ROBERT ERNEST WALKER was born in Northampton in 1946.
His early career, as chorister, organ and choral scholar, was manly
in church music. As a freelance composer since 1975 he has produced
choral, chamber and orchestral works, mainly serious ones, but the following
titles may be reckoned as "light": the orchestral At Bignor Hill
(which is in Sussex, where he lived for a time); the collection of a
dozen short piano pieces Twelve O and various Capriccios,
also for piano solo; and the lively Souvenir, for (soprano) saxophone
and piano which is inspired by Balinese rhythms (Walker now lives mainly
in Bali). He is interested in Elgar's music and has recently done for
his sketches for a Piano Concerto what Anthony Payne did for those for
the Third Symphony. Walker indeed earlier (1982) composed Variations
on a Theme of Elgar.
To include MALCOLM DAVIS FORSYTH, born in 1936, as
British is stretching a point as he was born and educated in South Africa,
in which country much of his career has been based, though he has had
substantial involvement with Canada also and since 1974, has been a
Canadian citizen. But his ancestry is British and several of his lighter
works, including the Jubilee Overture and a number of pieces
for wind and brass band appear to be very much in the British light
music tradition, although it also makes use of African folk idiom.

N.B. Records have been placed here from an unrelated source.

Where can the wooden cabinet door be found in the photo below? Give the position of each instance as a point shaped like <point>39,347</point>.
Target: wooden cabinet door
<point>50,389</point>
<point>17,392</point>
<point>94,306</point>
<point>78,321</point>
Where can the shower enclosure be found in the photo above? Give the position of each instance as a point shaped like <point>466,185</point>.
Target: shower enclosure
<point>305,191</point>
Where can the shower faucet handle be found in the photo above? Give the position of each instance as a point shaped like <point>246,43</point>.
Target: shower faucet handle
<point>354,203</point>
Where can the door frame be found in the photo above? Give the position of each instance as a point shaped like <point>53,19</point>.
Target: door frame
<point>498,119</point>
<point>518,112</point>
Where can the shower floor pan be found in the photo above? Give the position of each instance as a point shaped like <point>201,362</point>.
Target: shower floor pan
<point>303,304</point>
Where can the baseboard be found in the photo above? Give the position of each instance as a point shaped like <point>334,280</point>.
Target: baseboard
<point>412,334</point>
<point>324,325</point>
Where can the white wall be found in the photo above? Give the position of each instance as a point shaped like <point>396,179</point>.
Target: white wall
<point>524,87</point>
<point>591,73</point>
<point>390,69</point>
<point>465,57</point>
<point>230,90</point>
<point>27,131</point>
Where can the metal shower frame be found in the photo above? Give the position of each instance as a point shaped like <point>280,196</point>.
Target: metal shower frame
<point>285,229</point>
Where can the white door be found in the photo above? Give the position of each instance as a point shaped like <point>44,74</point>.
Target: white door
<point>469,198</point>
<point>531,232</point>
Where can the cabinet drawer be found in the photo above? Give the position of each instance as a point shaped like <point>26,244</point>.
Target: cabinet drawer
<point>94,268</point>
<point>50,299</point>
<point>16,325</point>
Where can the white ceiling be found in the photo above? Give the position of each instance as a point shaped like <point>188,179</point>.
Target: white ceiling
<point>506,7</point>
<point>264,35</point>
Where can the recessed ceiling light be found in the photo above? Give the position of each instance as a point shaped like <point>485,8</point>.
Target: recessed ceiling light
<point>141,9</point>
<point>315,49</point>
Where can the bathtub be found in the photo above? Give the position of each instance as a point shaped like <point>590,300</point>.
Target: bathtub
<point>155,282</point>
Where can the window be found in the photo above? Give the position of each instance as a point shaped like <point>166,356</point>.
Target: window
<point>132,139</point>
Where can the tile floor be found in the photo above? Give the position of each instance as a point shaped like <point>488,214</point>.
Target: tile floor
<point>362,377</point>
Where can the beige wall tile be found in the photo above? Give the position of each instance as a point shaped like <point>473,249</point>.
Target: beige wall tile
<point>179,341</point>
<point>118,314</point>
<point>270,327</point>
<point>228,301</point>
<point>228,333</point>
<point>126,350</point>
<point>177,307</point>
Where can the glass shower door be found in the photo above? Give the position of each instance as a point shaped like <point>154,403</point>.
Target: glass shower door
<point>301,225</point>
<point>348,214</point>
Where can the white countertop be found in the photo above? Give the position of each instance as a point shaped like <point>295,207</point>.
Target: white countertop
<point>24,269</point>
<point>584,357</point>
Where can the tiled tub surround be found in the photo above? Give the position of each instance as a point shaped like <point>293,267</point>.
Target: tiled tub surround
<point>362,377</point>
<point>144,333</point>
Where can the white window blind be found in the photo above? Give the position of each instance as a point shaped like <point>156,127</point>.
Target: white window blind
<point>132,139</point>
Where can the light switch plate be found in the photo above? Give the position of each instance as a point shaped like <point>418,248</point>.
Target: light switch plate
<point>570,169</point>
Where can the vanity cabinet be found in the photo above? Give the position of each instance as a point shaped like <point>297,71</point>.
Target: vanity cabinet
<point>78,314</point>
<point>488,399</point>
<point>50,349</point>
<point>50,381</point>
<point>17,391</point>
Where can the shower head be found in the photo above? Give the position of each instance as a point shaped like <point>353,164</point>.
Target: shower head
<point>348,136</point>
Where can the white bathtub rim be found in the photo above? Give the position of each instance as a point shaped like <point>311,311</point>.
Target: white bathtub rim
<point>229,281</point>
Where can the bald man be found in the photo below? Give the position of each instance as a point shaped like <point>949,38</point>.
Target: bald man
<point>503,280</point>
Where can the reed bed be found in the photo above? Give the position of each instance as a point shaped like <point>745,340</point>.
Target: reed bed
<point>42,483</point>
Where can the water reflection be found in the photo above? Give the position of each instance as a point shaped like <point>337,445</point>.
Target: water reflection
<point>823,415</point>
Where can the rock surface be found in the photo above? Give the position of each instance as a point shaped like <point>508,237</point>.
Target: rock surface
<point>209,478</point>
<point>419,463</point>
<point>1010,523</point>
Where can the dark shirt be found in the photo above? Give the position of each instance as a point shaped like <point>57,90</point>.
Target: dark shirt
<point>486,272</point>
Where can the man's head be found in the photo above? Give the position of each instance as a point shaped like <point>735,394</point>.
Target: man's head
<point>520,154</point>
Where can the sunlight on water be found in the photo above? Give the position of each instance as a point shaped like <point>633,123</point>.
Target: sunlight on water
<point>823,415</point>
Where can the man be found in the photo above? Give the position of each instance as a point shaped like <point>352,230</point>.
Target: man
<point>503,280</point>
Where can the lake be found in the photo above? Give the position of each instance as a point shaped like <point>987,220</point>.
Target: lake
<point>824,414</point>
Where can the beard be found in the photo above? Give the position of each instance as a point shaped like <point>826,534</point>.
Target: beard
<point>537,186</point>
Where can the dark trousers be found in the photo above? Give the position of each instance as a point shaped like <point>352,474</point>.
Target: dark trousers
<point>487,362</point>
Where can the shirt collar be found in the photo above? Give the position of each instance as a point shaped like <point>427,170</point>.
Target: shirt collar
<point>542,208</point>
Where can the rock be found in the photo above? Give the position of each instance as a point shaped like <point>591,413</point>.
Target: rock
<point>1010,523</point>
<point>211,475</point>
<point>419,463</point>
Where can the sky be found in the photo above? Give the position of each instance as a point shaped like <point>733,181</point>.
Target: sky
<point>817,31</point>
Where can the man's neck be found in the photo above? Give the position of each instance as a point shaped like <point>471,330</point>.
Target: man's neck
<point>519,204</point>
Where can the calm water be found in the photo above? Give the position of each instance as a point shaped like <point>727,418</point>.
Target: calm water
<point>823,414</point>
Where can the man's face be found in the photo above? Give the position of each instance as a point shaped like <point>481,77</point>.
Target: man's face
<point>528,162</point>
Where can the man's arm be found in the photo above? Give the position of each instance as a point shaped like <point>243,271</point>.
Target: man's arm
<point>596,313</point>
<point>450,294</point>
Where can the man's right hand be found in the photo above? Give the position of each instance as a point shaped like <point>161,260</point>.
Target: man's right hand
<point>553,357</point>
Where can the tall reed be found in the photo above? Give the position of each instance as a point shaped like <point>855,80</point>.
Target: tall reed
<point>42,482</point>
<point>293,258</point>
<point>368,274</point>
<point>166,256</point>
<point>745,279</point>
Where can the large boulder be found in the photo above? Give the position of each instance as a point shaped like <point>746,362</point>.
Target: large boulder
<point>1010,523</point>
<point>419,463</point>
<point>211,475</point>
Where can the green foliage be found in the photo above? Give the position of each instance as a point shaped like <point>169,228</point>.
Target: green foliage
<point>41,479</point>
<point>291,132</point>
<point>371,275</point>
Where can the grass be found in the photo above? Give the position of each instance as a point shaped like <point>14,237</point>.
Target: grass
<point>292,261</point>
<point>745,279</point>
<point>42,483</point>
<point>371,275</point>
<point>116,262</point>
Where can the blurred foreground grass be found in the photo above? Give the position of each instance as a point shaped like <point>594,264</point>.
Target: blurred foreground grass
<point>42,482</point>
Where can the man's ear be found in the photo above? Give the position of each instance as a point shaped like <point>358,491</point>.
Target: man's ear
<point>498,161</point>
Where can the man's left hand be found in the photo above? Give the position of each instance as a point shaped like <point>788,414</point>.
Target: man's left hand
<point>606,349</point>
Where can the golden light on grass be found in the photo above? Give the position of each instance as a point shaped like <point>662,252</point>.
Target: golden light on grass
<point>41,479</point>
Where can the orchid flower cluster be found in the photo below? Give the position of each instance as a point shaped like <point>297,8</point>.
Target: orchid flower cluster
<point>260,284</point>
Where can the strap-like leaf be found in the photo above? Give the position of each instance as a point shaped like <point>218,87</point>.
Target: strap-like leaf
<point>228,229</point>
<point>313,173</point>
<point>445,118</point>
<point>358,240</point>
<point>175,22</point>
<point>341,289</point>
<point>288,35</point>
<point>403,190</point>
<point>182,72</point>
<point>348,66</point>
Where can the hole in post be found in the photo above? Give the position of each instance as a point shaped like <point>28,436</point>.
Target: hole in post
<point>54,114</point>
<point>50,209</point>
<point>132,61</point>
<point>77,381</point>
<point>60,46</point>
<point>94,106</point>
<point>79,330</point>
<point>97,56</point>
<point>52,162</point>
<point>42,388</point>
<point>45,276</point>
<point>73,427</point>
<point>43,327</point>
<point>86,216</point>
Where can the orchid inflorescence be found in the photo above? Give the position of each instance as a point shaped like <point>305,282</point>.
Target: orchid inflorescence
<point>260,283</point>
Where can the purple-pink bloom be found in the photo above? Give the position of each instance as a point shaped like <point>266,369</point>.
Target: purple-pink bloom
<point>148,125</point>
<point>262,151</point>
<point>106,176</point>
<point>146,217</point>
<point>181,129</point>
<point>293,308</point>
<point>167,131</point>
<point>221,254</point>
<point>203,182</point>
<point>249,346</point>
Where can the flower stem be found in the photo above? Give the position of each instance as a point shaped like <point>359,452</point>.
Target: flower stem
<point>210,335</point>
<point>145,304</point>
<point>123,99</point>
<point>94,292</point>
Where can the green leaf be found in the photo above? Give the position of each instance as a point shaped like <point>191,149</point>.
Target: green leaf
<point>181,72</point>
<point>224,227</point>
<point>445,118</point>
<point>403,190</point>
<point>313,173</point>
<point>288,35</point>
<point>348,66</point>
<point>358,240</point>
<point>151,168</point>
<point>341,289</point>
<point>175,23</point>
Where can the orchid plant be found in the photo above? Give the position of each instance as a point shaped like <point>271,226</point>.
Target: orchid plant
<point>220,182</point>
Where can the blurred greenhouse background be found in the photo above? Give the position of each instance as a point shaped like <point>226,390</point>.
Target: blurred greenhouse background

Rather similarly SWAN HENNESSY (1866-1929), a pianist
and composer, was American, but was of Irish extraction; at least three
of his "chamber" works would be at home in a programme of lighter music:
the Suite Opus 46 of 1913, which has a riotous finale very much
in the manner of Percy Grainger, the Serenade in G, opus 65 both
for string quartet and the Petit Trio Celtic Opus 52 for violin,
viola and cello.
© Philip L. Scowcroft
February 2000
Philip's book 'British Light Music Composers' (ISBN 0903413 88 4) is
currently out of print.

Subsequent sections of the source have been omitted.